I wish I could say that I had a master plan from the beginning, but I really didn't. I basically took my time and experimented with different layouts until I found what seemed the most logical. I had the 3 transformers and lined them up on the table at a reasonable spacing and then looking at the Hammond chassis catalog I decided that 16" x 8" would work best. I wanted things spread out enough to allow good heat dissipation. From there I started experimenting with the transformer arrangement while looking at the schematic until I found what I thought would keep the wire runs the most logical. I did the same thing with the pot placements. BTW, the controls are left to right - Power, Standby, Input, Gain, Master Volume, Treble, Mid, Bass, Presence, Power Indicator (6.3v). I found a couple of 13 lug terminal strips at the local electronics distributor and since I didn't want to drill any unnecessary holes in the chassis, I found places where those would fit under existing bolts. that's why you see the odd slant cut to the capacitor board. It is running parallel to the terminal strip that I used to build the different power supply voltage drop/filtering stages.
I initially ran the 6.3 heater wires directly to the first gain stage and then after reading more online I found a recommendation to make the most sensitive stages last in the wiring so that the current is lowest in the run at that point. That made a lot of sense to me. The star grounding page on the Aiken Amps website provided extremely valuable information as well. It's hard to tell from the picture, but the only point that is grounded to the chassis other than the AC input jack is the rectifier tube socket. Everything else runs to that point.
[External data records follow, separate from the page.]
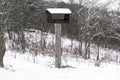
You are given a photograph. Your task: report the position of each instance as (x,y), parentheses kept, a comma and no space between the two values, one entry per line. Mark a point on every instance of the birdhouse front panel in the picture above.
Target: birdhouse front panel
(58,15)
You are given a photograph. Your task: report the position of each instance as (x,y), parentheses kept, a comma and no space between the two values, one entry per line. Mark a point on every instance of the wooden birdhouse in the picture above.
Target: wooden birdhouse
(58,15)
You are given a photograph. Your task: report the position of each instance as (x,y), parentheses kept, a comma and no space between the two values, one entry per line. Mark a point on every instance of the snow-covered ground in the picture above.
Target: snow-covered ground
(21,68)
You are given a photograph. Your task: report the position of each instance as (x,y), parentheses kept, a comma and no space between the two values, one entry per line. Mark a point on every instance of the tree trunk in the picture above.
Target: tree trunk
(88,50)
(98,52)
(58,46)
(2,49)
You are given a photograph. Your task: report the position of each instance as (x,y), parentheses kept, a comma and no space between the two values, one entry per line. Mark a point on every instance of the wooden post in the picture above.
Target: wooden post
(57,45)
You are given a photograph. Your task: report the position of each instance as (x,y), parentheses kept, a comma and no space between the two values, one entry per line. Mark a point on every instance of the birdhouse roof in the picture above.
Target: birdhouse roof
(59,11)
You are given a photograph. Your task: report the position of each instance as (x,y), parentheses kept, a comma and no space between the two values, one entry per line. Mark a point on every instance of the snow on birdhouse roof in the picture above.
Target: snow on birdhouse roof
(59,10)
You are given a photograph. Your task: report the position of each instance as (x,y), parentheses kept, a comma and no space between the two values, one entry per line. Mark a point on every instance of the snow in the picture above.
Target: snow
(59,10)
(21,68)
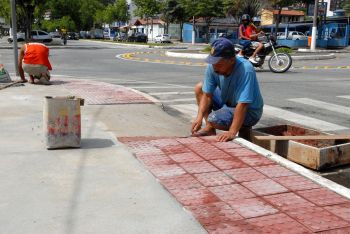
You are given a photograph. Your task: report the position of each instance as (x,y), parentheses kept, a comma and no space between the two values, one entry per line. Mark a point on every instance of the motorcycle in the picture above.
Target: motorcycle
(278,62)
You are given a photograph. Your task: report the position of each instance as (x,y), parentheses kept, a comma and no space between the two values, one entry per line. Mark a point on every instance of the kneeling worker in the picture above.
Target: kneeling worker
(229,97)
(34,60)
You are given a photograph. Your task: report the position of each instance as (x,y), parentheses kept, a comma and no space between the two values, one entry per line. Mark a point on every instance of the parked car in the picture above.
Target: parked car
(73,36)
(20,37)
(163,38)
(138,37)
(120,36)
(41,36)
(37,36)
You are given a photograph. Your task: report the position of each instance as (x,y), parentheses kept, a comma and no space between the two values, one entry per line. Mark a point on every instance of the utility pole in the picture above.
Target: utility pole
(14,34)
(193,32)
(314,27)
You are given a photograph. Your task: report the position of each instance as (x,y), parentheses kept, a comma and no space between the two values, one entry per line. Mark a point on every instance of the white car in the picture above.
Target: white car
(41,36)
(37,35)
(163,38)
(20,37)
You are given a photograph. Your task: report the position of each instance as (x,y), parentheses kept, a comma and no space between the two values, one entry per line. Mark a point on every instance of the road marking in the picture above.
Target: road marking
(178,100)
(322,105)
(171,93)
(346,96)
(301,119)
(186,109)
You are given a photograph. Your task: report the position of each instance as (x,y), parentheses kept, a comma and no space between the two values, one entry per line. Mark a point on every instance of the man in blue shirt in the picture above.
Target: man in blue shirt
(229,97)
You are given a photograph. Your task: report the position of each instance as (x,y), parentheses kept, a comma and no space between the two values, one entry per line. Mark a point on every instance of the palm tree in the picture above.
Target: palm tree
(236,8)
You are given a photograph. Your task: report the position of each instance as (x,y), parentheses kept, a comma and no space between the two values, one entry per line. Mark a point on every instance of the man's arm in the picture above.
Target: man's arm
(241,35)
(203,109)
(237,122)
(20,59)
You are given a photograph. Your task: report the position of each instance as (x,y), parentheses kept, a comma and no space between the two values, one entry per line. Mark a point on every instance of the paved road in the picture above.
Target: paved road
(316,98)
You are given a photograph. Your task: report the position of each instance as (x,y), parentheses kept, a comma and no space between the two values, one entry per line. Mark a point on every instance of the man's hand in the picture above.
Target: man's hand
(226,136)
(196,125)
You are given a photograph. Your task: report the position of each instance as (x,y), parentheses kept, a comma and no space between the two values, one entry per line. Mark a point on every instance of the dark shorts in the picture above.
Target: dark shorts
(223,115)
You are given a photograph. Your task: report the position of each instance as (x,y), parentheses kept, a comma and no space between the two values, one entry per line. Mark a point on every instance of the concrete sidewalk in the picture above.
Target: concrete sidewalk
(104,188)
(99,188)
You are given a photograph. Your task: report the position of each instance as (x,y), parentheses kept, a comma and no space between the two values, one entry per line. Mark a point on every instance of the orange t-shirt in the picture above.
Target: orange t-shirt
(37,53)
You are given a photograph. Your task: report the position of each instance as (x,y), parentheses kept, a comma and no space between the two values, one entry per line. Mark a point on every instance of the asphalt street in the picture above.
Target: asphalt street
(313,97)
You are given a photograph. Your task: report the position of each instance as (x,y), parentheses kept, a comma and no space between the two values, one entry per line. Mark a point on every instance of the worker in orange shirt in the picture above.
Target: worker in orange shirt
(34,60)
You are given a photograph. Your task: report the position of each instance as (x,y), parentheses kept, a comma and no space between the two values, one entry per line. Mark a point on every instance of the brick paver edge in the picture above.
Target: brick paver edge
(341,190)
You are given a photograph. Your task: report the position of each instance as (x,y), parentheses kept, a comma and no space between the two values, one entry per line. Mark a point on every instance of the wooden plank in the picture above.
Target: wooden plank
(308,137)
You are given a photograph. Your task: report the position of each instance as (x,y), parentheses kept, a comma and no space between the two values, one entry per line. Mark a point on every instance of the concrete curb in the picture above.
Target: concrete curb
(294,57)
(139,46)
(323,51)
(345,192)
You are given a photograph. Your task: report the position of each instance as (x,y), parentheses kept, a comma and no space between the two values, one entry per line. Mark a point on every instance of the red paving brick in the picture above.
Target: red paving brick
(342,210)
(175,149)
(231,192)
(317,219)
(277,223)
(165,142)
(244,174)
(163,171)
(198,167)
(322,197)
(186,157)
(156,159)
(208,151)
(337,231)
(264,187)
(189,140)
(228,163)
(240,191)
(252,207)
(214,179)
(181,182)
(288,201)
(227,145)
(235,227)
(296,183)
(239,152)
(273,171)
(190,197)
(96,93)
(256,160)
(213,213)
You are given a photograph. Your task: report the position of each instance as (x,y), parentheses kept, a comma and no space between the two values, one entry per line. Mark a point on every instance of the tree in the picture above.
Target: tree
(174,12)
(346,6)
(208,10)
(147,9)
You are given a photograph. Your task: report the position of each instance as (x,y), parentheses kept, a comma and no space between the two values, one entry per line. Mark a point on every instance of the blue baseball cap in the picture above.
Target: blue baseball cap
(220,48)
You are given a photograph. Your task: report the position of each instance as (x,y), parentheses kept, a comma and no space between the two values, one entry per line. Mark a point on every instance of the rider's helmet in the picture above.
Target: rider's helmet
(245,19)
(256,21)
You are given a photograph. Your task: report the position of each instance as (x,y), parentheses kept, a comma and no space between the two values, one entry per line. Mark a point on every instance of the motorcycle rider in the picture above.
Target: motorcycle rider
(248,35)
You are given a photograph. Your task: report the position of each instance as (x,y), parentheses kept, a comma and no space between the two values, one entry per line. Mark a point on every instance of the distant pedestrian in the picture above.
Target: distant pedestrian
(229,97)
(34,60)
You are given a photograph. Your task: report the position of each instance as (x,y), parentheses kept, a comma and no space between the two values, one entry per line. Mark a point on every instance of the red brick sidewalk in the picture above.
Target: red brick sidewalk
(96,93)
(231,189)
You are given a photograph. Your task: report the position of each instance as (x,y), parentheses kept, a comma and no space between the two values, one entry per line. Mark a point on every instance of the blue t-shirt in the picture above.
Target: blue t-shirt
(239,87)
I used a piece of 14 gauge copper wire and formed a buss bar around the 3 12AX7s and used that as the comon ground point for those circuits and then ran a single piece of wire from that buss to connected it to the "star". It must have worked because it's pretty quiet.
I also used shielded coax cable (with only one end grounded) for the longer cable runs in the first stages to help eliminate picking up stray signals.